During the shuffle we heard estimates of the turnout. First it was 250,000, then 500,000 and then 750,000. From within the throng there was no way to guess because no perspective is available. Only the people in the helicopters hovering in the sky above the march route could make a guess. All I know is that it took nearly three hours to cover 10 blocks. All I know is that the lines for the porta-potties were 30, 40, 50 people deep. All I know is that my legs ached.
And all I know is that I had to be there, with my wife and her female colleagues from the Santa Barbara Independent, because I believe in social justice, human rights, reproductive rights and immigrant rights. Trump’s twisted vision of white privilege and supremacy isn’t mine -- the orange man is on the wrong side of history. Trump and his stooges, including the detestable Paul Ryan, will do everything possible to wind the clock of history backwards, and the people that I marched with in Los Angeles, and millions more in other American cities, will resist, of this I have no doubt. The spirit I saw yesterday, the diversity, reminded me that people are better than their government.

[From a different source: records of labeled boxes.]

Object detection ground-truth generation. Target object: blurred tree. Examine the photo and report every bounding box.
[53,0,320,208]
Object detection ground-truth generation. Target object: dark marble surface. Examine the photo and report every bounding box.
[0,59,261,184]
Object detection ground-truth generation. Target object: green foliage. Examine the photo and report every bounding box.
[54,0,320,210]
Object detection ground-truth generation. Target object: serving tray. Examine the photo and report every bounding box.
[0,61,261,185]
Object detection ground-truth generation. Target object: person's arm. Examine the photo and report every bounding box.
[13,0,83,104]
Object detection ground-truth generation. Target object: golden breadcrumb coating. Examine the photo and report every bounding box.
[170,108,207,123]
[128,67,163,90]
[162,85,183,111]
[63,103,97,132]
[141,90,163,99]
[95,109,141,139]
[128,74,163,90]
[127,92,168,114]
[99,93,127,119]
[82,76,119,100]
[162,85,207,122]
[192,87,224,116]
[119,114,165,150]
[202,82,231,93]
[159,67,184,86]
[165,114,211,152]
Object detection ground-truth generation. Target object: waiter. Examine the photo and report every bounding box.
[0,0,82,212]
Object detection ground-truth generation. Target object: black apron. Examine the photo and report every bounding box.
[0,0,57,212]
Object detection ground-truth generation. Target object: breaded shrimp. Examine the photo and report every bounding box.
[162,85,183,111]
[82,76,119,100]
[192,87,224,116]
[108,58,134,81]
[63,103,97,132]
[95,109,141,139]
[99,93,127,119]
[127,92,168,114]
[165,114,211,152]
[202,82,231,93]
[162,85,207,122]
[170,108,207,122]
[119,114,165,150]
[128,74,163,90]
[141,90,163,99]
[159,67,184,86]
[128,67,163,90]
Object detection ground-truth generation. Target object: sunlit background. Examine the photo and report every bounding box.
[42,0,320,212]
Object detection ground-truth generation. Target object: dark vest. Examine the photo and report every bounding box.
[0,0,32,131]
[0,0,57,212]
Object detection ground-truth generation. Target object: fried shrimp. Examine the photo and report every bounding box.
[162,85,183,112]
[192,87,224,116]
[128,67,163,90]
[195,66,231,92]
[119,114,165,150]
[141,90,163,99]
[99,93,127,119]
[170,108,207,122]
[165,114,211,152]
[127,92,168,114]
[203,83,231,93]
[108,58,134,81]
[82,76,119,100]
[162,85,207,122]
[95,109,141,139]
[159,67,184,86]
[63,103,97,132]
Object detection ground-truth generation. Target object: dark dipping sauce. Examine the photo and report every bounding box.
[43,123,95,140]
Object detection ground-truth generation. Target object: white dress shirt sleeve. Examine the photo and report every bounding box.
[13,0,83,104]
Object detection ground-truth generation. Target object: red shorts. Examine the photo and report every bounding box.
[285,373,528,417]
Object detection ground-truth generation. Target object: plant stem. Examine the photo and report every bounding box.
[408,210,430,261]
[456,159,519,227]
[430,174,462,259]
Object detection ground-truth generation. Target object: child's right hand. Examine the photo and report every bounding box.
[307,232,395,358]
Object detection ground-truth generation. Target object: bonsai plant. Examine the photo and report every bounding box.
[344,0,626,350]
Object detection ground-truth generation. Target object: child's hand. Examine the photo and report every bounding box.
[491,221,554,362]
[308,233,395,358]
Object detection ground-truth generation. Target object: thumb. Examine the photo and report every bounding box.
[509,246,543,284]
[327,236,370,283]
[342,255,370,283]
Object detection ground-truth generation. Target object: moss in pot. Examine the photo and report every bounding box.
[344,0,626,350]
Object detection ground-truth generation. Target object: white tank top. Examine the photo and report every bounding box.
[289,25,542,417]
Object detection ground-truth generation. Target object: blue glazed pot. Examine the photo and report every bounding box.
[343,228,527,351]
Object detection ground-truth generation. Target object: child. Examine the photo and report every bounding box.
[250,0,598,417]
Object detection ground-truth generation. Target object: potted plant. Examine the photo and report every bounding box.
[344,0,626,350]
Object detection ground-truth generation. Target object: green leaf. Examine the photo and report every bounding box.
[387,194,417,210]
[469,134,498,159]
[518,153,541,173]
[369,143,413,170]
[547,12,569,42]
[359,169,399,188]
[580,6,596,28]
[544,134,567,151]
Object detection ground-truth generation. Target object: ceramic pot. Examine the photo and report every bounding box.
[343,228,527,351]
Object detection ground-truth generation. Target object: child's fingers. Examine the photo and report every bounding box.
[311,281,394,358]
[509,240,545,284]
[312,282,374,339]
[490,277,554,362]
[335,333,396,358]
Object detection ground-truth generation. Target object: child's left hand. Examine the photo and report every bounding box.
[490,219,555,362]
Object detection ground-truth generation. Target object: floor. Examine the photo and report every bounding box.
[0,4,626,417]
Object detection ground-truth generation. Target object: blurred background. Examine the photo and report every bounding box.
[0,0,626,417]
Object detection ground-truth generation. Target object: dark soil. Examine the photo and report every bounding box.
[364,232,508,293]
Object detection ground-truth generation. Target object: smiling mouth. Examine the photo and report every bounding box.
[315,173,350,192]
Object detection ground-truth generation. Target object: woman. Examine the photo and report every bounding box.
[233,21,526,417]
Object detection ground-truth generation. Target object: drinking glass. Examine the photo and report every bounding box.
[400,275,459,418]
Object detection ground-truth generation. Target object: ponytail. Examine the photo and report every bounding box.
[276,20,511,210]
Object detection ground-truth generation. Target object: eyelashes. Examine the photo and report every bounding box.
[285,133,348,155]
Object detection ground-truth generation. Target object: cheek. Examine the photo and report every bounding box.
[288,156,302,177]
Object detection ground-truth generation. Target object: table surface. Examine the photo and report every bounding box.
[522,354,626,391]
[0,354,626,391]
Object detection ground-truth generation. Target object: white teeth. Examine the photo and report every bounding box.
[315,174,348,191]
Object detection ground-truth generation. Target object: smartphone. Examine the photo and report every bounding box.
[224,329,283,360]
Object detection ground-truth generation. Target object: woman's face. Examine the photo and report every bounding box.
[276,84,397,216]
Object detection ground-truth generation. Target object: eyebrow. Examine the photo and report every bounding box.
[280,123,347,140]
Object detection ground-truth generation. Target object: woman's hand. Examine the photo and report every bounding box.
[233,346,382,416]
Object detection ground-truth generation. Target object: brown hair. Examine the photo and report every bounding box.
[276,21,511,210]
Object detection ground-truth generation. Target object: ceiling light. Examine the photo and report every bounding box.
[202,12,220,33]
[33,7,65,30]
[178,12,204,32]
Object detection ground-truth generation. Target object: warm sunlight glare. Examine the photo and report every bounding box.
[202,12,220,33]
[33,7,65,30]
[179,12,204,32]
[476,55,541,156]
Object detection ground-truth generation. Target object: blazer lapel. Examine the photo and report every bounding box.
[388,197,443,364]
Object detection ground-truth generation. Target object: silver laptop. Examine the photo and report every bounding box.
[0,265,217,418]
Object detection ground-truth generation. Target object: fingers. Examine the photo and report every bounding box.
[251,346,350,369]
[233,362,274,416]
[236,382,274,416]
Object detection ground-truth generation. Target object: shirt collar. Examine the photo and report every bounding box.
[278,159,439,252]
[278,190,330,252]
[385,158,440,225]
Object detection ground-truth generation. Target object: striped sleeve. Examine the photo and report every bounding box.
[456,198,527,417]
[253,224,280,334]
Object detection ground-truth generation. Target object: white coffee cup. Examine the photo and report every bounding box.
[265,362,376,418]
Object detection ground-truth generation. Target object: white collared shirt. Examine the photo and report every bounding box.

Trump assumed office with a dismal approval rating of less than 40 percent; it’s likely that this figure will be his apex, and that from here out Trump will become more despised. A narcissist like Trump wants to be loved, adored, and obeyed, and I imagine he has no clue the extent to which he is already hated -- and how that hatred will increase when some of his cruel policies kick in.
Trump is under the misimpression that dissent is unpatriotic. While it won’t happen easily, quickly or without pain, I think we will teach him otherwise. In a real democracy, dissent is essential.